I was once asked, what is the science in data science. I didn’t know how to answer it … and the only thing that came to my mind was hypothesis testing.As data scientists, we form hypotheses and test them, either proving or failing to prove the null hypothesis, thereby adhering to the scientific method. I knew this answer was lacking depth and even the answer I had given, I’m not sure I really understood. So I decided to study a course on the ‘Philosophy of Science’ at the University of Oxford to really understand the parallels of science, philosophy and data science!
In this post, we'll explore the connection between the Philosophy of Science and Data Science - starting by understanding key philosophical ideas from thinkers like Karl Popper and Thomas Kuhn, and see how these ideas have shaped scientific inquiry over centuries. We'll delve into the world of Data Science, looking at how these philosophical principles find application in modern data analysis and decision-making and touch on some challenges like bias and ethical considerations that come with big data, and see how a philosophical grounding can help address them.
If you haven’t read the earlier post, 1st Rule of Machine Learning, See Below
Let’s delve into the Philosophy of Science and its shaping of scientific inquiry.
Introduction to philosophy of science:
The realm of data science is deeply entrenched in scientific principles, yet the 'science' in data science often sparks curiosity and necessitates a deeper dive. This is where a foundation in the philosophy of science can be hugely beneficial.
At its core, the Philosophy of Science examines the very nature of scientific inquiry. It delves into how we acquire knowledge, how we prove theories, and how we discern verifiable facts from mere assumptions. Over centuries, this field of philosophy has evolved, introducing frameworks that guide how we approach scientific problems, test hypotheses, and validate findings.
.
In today's world, data is a big deal—it guides decisions in almost every sector - and Data Scientists are key to extracting value from it. That 'science' in Data Science, the scientist in Data Scientist is rooted in philosophical principles that have evolved over centuries. The idea of testability from Karl Popper teaches us that our data models should be able to be tested and proven wrong. This keeps our analyses accurate and reliable.
Thomas Kuhn’s concept of paradigm shifts encourages us to stay open to new ways of interpreting data, which can lead to innovative solutions. As we dig through data, the skepticism introduced by René Descartes helps us question and validate our findings, making our conclusions stronger.
The insights from Ludwig Wittgenstein and Willard Van Orman Quine about language help us understand the complex narratives within data. These philosophical ideas help address modern challenges in Data Science like dealing with bias, making ethical algorithmic decisions, and handling privacy concerns. So, when we talk about Data Science, we're also talking about a rich philosophical legacy that helps us navigate the complex data landscape responsibly and effectively.
.
.
The Scientific Method
.
The Scientific Method is deeply rooted in the philosophy of science, with contributions from notable philosophers such as Aristotle, Karl Popper, and Thomas Kuhn. It is a systematic and iterative process that involves several core principles:
.
Observation:
Observation is often always the first step and holds a paramount position in the discourse of scientific methodology.

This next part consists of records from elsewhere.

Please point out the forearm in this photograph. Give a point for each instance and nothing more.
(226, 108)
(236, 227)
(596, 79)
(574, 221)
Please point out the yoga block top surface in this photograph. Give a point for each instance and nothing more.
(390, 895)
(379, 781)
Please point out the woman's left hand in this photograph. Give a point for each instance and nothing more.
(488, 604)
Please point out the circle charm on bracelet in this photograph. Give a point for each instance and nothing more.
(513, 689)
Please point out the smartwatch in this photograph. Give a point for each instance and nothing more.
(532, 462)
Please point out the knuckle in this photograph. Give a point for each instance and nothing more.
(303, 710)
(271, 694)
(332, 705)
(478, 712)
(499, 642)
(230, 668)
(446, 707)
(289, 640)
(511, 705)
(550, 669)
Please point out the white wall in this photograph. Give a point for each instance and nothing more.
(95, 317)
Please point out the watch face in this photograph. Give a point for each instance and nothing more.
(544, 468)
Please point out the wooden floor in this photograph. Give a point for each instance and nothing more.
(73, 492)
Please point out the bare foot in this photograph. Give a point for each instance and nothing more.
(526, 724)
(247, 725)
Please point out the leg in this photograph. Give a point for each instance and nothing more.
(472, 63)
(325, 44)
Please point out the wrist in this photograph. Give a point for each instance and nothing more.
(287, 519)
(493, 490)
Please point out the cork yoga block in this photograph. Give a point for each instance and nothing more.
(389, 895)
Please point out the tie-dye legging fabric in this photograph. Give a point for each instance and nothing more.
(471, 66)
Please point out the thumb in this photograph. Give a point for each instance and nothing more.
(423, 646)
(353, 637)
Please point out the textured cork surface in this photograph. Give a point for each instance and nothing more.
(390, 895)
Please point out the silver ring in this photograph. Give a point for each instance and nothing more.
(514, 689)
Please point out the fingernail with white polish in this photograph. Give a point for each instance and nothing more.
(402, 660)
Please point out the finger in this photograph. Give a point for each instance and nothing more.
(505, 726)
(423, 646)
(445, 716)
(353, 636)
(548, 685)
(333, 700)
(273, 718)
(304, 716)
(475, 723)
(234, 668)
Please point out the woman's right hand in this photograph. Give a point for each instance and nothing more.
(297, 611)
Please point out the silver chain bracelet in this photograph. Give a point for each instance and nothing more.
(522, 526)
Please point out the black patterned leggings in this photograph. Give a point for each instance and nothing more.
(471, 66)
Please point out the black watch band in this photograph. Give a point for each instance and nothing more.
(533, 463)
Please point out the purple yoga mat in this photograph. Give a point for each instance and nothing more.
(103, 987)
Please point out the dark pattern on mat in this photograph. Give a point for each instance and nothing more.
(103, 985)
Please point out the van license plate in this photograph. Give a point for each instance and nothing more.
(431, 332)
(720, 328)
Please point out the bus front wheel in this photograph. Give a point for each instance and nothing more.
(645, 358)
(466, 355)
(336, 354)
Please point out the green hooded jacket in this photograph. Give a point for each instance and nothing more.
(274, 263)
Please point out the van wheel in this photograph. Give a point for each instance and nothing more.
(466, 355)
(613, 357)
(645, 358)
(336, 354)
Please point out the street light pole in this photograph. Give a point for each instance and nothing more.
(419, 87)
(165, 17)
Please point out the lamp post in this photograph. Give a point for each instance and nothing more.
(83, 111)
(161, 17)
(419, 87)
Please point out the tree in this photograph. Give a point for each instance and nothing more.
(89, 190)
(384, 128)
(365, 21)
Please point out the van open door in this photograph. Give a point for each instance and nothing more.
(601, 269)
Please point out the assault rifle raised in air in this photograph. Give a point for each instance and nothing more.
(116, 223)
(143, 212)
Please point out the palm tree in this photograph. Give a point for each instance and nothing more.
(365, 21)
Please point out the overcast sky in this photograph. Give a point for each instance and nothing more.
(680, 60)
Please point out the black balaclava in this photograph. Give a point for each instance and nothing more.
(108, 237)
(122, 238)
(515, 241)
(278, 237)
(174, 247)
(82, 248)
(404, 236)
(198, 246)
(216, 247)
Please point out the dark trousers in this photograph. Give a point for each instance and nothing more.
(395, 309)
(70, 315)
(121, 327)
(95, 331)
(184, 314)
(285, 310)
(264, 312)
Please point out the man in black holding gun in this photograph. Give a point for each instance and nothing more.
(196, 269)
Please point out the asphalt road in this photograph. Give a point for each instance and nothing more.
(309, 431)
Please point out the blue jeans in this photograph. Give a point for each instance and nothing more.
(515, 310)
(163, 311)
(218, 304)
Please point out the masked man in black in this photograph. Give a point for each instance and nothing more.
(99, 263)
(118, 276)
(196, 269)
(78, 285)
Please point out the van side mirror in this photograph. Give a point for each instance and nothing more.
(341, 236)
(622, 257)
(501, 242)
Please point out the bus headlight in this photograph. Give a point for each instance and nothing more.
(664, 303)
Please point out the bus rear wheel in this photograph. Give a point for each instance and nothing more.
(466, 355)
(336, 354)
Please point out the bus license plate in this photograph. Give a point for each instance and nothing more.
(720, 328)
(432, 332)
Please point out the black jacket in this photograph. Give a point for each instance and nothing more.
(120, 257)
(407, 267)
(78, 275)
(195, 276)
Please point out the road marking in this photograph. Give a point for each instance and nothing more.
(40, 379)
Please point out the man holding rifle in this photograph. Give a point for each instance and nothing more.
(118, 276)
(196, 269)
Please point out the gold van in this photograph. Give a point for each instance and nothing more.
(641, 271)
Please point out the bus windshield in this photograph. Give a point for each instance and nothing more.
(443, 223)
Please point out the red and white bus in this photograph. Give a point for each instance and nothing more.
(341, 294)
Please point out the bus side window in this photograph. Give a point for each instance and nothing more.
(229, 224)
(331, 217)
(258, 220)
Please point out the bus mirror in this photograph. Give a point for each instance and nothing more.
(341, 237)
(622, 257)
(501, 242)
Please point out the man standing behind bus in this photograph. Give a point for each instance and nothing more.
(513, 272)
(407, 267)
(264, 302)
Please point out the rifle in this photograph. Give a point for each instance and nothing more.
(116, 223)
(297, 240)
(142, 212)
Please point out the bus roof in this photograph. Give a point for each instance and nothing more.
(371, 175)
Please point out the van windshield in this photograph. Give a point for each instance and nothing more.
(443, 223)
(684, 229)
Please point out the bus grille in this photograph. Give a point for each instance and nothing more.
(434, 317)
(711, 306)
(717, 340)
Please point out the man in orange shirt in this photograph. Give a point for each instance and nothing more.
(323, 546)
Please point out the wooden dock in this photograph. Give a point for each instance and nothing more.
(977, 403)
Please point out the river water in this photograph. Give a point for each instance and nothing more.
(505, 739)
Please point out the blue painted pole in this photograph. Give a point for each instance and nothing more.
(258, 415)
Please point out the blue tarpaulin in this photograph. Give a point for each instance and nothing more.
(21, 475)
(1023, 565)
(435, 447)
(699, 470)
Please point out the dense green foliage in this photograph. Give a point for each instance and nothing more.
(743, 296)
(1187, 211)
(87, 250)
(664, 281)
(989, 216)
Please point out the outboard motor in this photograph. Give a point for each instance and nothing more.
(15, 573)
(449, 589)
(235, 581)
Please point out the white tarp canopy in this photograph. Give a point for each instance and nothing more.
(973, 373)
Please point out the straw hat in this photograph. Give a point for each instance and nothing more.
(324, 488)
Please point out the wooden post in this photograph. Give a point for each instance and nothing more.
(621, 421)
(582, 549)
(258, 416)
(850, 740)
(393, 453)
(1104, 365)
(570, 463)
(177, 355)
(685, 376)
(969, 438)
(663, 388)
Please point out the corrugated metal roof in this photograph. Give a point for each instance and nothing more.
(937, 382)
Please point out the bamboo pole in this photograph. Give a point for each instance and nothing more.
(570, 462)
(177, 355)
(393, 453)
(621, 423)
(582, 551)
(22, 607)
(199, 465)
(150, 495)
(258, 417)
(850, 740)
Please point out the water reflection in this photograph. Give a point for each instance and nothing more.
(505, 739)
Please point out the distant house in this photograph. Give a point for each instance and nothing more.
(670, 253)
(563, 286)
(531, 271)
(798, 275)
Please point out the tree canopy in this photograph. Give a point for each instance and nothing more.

Aristotle, a proponent of empiricism, posited that all knowledge originates from sensory experiences, emphasising empirical observation as the foundational step for scientific inquiry.
This Aristotelian perspective laid the groundwork for empiricism, a philosophical position asserting that knowledge is primarily derived from sensory experience.
Beyond Aristotle, empiricists like John Locke and David Hume further expounded on the role of sensory experience in the acquisition of knowledge. Locke posited that the mind at birth is a tabula rasa, a blank slate, and it is through sensory experiences and reflections that we acquire knowledge. Hume, extending this empiricist tradition, argued that our beliefs and understandings are the products of our sensory impressions and the associations we form between them.
.
.
Observation is the process of recording and analysing data to discern patterns, anomalies, or phenomena, often necessitating some form of explanation. It is the first step in the scientific method, serving as the basis for hypothesis formation and experimentation.
.
.
Understanding the Scientific Method leads us to the pivotal issue of demarcation—differentiating authentic science from pseudoscience. Let's delve into how philosophers like Karl Popper have navigated this dilemma.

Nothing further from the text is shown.